Special advisor to the president in charge of gender
- Incumbent
- Assumed office March 2017
- President: Alassane Ouattara
- Prime Minister: Amadou Gon Coulibaly

Minister for the Promotion of Women, Family and Child Protection
- In office January 2016 – January 2017
- President: Alassane Ouattara
- Prime Minister: Daniel Kablan Duncan

Personal details
- Born: 18 April 1964 (age 61)

= Euphrasie Kouassi Yao =

Ivorian Minister of Women's Rights, Family, and Infants

Euphrasie Kouassi Yao (also Yao Kouassi, born 18 April 1964) is an Ivorian politician, who is the current special advisor to president Alassane Ouattara in charge of gender. She has also served as the Minister for the Promotion of Women, Family and Child Protection, and as a UNESCO chair on their committee on Water, Women and Decision-making.

==Personal life==
Kouassi Yao has a master's degree in Gender and Development from the Université de l'Atlantique d'Abidjan in Cote D'Ivoire. Her brother Jean Claude Kouassi has also been a minister in the Ivorian government.

==Career==
In January 2016, Kouassi Yao was appointed the minister for the Promotion de la Femme, de la Famille et de la Protection de l’Enfant (Promotion of Women, Family and Child Protection) by then Prime Minister Daniel Kablan Duncan. Whilst in the role, she encouraged women to register to vote in the 2016 Ivorian parliamentary election. She was removed from the role in January 2017. In March 2017, she became a special advisor to president Alassane Ouattara, in charge of gender. She has focused on promoting peace after the Second Ivorian Civil War, in particular commemorating women who provided food for their families during the conflict. She promotes the organisation Amour, Solidarité et Audace (Love, Solidarity and Boldness) which has brought together 15,000 Ivorian women of different ethnic backgrounds and religions. In 2018, she spoke on French television channel TV5Monde about women's development in Africa. She has supported the government in its attempts to prosecute those who participate in female genital mutilation.
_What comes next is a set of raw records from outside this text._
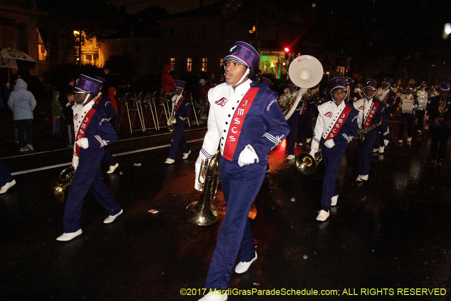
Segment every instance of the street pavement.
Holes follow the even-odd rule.
[[[247,272],[234,273],[229,285],[236,293],[256,290],[229,300],[451,299],[451,158],[448,152],[443,168],[431,167],[428,131],[399,145],[393,119],[391,147],[373,156],[361,187],[355,183],[357,142],[351,143],[337,179],[337,206],[325,222],[315,219],[322,164],[304,176],[286,160],[284,142],[270,154],[270,172],[250,212],[258,259]],[[17,184],[0,195],[0,299],[197,300],[225,208],[219,189],[216,223],[197,226],[185,216],[200,195],[194,163],[206,131],[187,129],[192,153],[182,160],[179,151],[171,165],[164,163],[166,129],[123,130],[108,146],[119,167],[104,175],[124,213],[104,224],[108,213],[88,193],[83,233],[67,242],[56,240],[64,204],[52,196],[50,182],[69,166],[72,150],[49,138],[20,155],[14,142],[4,143],[2,158]],[[284,289],[309,295],[257,294]]]

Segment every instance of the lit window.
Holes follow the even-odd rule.
[[[191,63],[192,62],[191,58],[188,58],[186,60],[186,71],[188,72],[191,71]]]
[[[206,58],[202,58],[202,71],[203,72],[206,72],[206,64],[207,64]]]

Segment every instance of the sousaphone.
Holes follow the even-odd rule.
[[[297,57],[288,68],[288,75],[291,81],[298,87],[305,89],[317,85],[323,78],[323,65],[316,58],[311,55],[301,55]],[[283,111],[285,120],[288,120],[291,117],[300,100],[301,97],[296,97],[295,99],[289,102],[288,107],[284,106]]]

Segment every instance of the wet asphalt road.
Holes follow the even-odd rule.
[[[398,145],[399,126],[396,118],[390,122],[395,143],[383,156],[373,156],[369,180],[361,187],[354,182],[357,142],[351,143],[339,173],[337,206],[323,223],[315,220],[323,165],[303,176],[294,162],[286,161],[284,145],[270,154],[271,172],[250,213],[259,258],[247,273],[233,274],[229,286],[319,293],[336,290],[323,292],[339,296],[255,293],[230,295],[229,300],[451,299],[449,151],[443,168],[432,168],[427,131],[411,143],[406,137]],[[55,240],[63,232],[64,204],[50,190],[51,180],[65,167],[15,175],[17,184],[0,195],[0,299],[199,298],[181,295],[180,290],[203,287],[225,207],[219,190],[214,204],[217,222],[201,227],[185,217],[185,208],[199,195],[193,188],[194,167],[205,132],[192,129],[184,134],[192,141],[192,154],[182,160],[179,152],[170,166],[164,163],[170,140],[167,131],[124,135],[111,145],[113,154],[120,154],[119,166],[104,176],[124,213],[103,224],[108,214],[88,194],[82,213],[83,233],[70,242]],[[36,153],[50,149],[44,146]],[[68,163],[71,153],[62,149],[2,156],[10,157],[5,164],[18,173]],[[150,214],[149,209],[159,212]],[[405,288],[442,288],[446,293],[400,294],[415,292]],[[365,294],[370,291],[377,294]]]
In the Ivory Coast, Kouassi Yao has also worked as the National Director of Equality and Promotion of Gender, Technical Advisor to the Minister of Women, Member of the board of directors of the National Office of Drinking Water, National Coordinator of the Compendium of Female Skills, and as co-ordinator of the Compendium of Women's Competences of Côte d'Ivoire. She has also worked for UNESCO as a chair on their committee on Water, Women and Decision-making.

For 2019 International Women's Day, Kouassi Yao was one of 20 Ivorian women honoured by the Global Platform for Enterprising Women. She was described as an "influential and inspiring woman". In December 2021, she released a book Le secret d'une aventure (The secret of an adventure) . The book detailed her roles in the government between 2004 and 2011.